Tengo una amiga que se llama Marisol. Tiene cuarenta años. Siempre ha repetido que hay que respetar a las personas mayores, que seguro se lo devuelven con amabilidad y afecto. No le gustaba escuchar a quienes se quejaban de sus parientes ancianos y solía llamarlos crueles.
¿Qué necesitan los viejos? Prepararles la comida, servirla, sonreírles, ¡nada más!
Pero el destino quiso castigarla por pensar y decir eso.
Un día le pedí a Marisol que cuidara de mi abuelo, que tiene ochenta y nueve años. Yo tenía que llevar a mi hijo a un balneario en Santander y no había nadie más que pudiera quedarse con él. Marisol aceptó, solo tenía que darle de comer a su hora y administrarle la medicación.
El primer día Marisol le preparó para comer un plato de gazpacho, un trozo de pan de pueblo, una taza de té y un bollo de leche. Salió al mercado y al volver encontró al abuelo sentado, habiéndose acabado todo el gazpacho de la olla. Lógicamente, tuvo dolores de tripa y problemas intestinales después. Marisol se agotó llevándolo de un lado al otro del cuarto de baño. Desde hace tiempo, el abuelo no conseguía controlar los ataques de hambre.
A la mañana siguiente, Marisol llegó tarde a su trabajo por culpa de mi abuelo. El abuelo se metió en el baño y allí estuvo más de una hora. Después, rechazó sus cereales y lanzó el plato al suelo. De pronto, le pidió también a Marisol que se fuera de su piso porque, según él, le quería envenenar.
Ni de día ni de noche Marisol consiguió tener un respiro. En esos tres días acabó exhausta. Le cogió tal manía al abuelo que apenas pudo contenerse de darle una bofetada.
Cuando volvía de Cantabria, Marisol huyó del piso sin siquiera despedirse. No responde a mis llamadas. Seguramente teme que le pida otra vez cuidar al abuelo durante unos días.
Es fácil ser sabio cuando nunca has vivido lo difícil que es ocuparse de un anciano enfermoSin embargo, semanas después recibí una carta de Marisol. Decía:
“No sé si volveremos a hablar como antes, pero quiero que sepas algo. A tu abuelo le hice la comida, le serví y le sonreí, tal como siempre dije que había que hacer. Pero nunca imaginé lo difícil que sería. La amabilidad se pone a prueba cuando la paciencia se agota. Ahora entiendo a quienes se quejan y, sobre todo, entiendo que los viejos necesitan más que comida o sonrisas: necesitan comprensión, y a veces, mucha, mucha fortaleza.

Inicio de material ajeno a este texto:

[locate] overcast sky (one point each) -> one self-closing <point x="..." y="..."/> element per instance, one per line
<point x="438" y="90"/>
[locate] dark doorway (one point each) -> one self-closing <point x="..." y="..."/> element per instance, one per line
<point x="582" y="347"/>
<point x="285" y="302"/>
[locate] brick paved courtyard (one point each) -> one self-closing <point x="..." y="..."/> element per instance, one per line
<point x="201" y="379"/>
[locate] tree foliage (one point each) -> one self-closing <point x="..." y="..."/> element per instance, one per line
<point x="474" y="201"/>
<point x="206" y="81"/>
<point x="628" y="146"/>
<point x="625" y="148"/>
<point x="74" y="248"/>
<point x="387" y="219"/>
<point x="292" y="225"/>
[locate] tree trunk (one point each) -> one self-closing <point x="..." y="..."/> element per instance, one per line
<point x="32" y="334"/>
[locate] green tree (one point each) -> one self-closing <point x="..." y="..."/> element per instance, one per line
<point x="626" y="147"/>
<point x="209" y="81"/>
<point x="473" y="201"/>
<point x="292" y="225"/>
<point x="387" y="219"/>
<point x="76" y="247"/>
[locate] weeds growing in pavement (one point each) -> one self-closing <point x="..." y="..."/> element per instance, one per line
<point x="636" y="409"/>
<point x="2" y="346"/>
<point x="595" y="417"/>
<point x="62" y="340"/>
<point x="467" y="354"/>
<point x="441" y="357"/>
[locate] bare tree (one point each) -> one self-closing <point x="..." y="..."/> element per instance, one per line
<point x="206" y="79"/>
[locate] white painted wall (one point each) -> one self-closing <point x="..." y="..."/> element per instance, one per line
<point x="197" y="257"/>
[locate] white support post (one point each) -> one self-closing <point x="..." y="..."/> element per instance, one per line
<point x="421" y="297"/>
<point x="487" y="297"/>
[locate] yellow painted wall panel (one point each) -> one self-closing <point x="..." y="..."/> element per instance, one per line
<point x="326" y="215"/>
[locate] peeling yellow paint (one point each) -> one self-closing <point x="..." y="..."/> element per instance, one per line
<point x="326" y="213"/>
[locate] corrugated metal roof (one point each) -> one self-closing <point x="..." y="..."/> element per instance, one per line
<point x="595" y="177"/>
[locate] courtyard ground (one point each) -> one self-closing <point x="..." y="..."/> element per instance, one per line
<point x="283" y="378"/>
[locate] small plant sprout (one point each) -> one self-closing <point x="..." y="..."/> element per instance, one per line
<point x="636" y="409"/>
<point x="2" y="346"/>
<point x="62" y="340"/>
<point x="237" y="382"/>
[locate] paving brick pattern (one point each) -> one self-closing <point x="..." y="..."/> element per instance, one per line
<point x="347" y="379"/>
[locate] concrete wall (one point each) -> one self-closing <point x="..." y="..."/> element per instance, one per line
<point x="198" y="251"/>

Gracias por enseñarme, aunque fuera a la fuerza, que respeto no siempre significa facilidad. Quizá hoy tu abuelo me tendría aún menos cariño que yo a él, pero al menos aprendí algo que solo él podía enseñarme: no existe bondad sin resistencia.”
Doblé la carta y, por primera vez, comprendí a Marisol. Sonreí, pensando en cómo a veces los mayores hacen crecer a quien los cuida, aunque sea a golpes de realidad.